Voces en la oscuridad. Dedos que le tocaban, tendiéndose hacia delante desde las voces susurrantes. El aire era frío, como el de una caverna.
—¿… está bien?
—Parece estar bien, sí.
—Está respirando…
—Muy bien…
Una mano femenina acariciándole la cara: era Ellie.
—¿Puede oír? —dijo ella.
—¿Por qué todos están susurrando? —preguntó Gennaro.
—Porque… —Ellie señaló con el dedo.
Gennaro se volvió, rodó sobre sí mismo, se puso de pie con lentitud. Fijó la mirada, a medida que su vista se acostumbraba a la oscuridad.
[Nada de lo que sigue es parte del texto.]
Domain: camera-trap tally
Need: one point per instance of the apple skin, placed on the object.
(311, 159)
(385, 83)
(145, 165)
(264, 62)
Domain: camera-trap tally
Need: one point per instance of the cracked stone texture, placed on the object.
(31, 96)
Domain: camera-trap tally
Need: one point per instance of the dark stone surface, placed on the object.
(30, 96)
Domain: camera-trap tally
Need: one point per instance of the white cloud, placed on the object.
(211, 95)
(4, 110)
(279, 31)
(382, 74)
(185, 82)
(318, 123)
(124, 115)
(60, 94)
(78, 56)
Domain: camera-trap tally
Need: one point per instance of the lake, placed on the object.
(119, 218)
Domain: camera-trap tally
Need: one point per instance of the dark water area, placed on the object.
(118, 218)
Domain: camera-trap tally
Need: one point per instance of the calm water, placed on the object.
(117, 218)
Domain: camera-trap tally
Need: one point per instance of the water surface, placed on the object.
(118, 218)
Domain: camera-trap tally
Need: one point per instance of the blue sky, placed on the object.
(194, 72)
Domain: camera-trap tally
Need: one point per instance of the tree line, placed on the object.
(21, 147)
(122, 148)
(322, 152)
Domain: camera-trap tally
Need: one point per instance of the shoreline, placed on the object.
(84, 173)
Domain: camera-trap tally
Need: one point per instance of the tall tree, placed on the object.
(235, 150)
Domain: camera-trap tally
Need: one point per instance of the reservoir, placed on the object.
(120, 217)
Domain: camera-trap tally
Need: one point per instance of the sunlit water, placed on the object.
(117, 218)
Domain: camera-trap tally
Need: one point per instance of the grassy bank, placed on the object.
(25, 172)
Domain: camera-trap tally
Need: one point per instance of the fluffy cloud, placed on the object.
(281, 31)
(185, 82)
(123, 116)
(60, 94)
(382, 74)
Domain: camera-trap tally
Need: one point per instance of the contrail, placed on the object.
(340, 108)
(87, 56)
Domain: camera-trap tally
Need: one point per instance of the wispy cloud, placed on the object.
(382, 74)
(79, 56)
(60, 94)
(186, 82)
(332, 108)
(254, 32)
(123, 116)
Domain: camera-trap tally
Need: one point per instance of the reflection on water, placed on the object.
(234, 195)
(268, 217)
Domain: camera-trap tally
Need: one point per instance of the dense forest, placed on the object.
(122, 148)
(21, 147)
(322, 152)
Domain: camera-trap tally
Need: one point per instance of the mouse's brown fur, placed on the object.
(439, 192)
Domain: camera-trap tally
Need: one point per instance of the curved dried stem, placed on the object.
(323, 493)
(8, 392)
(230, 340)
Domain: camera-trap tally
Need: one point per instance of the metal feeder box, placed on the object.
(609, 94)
Pero lo primero que vio, brillando, fueron ojos. Ojos verdes refulgentes.
Muchísimos ojos. Todos a su alrededor.
Estaba en un reborde de hormigón, una especie de terraplén, unos dos metros por encima del suelo. Grandes cajas de empalme, de acero, brindaban un escondrijo improvisado que les protegía de la vista de los dos velocirraptores totalmente desarrollados que estaban erguidos directamente delante de ellos, a una distancia que no llegaba a los tres metros. Los animales eran color verde oscuro, con bandas parduscas como de tigre. Estaban erguidos sobre las patas traseras, equilibrándose sobre las rígidas colas extendidas; totalmente silenciosos, mirando en derredor con sus grandes ojos, vigilando. A los pies de los adultos, crías recién nacidas de velocirraptor jugueteaban dando saltitos y gorjeando. Más atrás, ejemplares jóvenes brincaban y jugaban, emitiendo refunfuños y gruñidos cortos.
Gennaro no se atrevía a respirar.
—¡Dos raptores!
Agachado en el reborde, estaba sólo a treinta o sesenta centímetros por encima de las cabezas de los animales. Los velocirraptores estaban inquietos, sus cabezas se movían nerviosamente hacia arriba y hacia abajo. De vez en cuando resoplaban con impaciencia. Después se alejaron, volviendo hacia el grupo principal.